Ostatnio edytowane przez chris ; 12-03-2007 o 21:24 Powód: emotka dodatkowo :) i spacja naniesiona
wie co robi - kopnij się w teren i zobaczysz co ta podwójna znaczy.
Proponuję na początek kubeł zimnej wody - albo dwa i trzy.
Jabol ma rację co do forum - przy takim fierdoleniu nowy ziom bieszczadzki od razu zajarzy - TKM.
Pozdrówka
"dosyć często rozważam co jest warte me życie?...tam na dole zostało wszystko to co cię męczy ,patrząc z góry w około - świat wydaje się lepszy.."
Pozdrawiam Janusz
no tak... ale wydaje mi sie ze robiac mape robi sie ja tak zeby ten kto ja kupi wiedzial co te dziwne znaczki znacza.. to ze osobnik robiacy mape wie to jasne ale chyba nie o to w mapie chodzi, zeby tylko on wiedzial. Albo sie myle?? no bo jednak po cos zamieszcza sie na mapach oznaczenia, ktora kreska oznacza droge a ktora rzeke
michal, i calkiem nie rozumiem o co chodzi ci z kublem zimnej wody i z ziomem...
"ujrzałam kiedyś o świcie dwie drogi, wybrałam tą mniej uczęszczaną - cała reszta jest wynikiem tego, że ją wybrałam.. "

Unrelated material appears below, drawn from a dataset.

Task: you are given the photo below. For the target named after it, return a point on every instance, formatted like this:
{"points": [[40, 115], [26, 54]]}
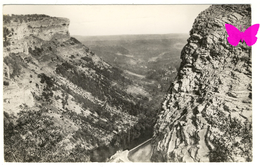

na wiecznych wagarach od życia...
Witam Michała i yoorga - napiszę tak : jeśli w legendzie mapy są określone znaki, wraz z objaśnieniem, a nie ma ich na tejże samej mapie, to jest to bajzel i niedoróbka. I vice versa : jeśli na samej mapie są określone znaki kartograficzne, a nie ma ich w legendzie, wraz z ich objaśnieniem, to także jest to bajzel i niedoróbka. Tymczasem za mapę płacimy keszem. Wsio. Powstrzymuję się od innych uwag, a byłoby ich co nieco.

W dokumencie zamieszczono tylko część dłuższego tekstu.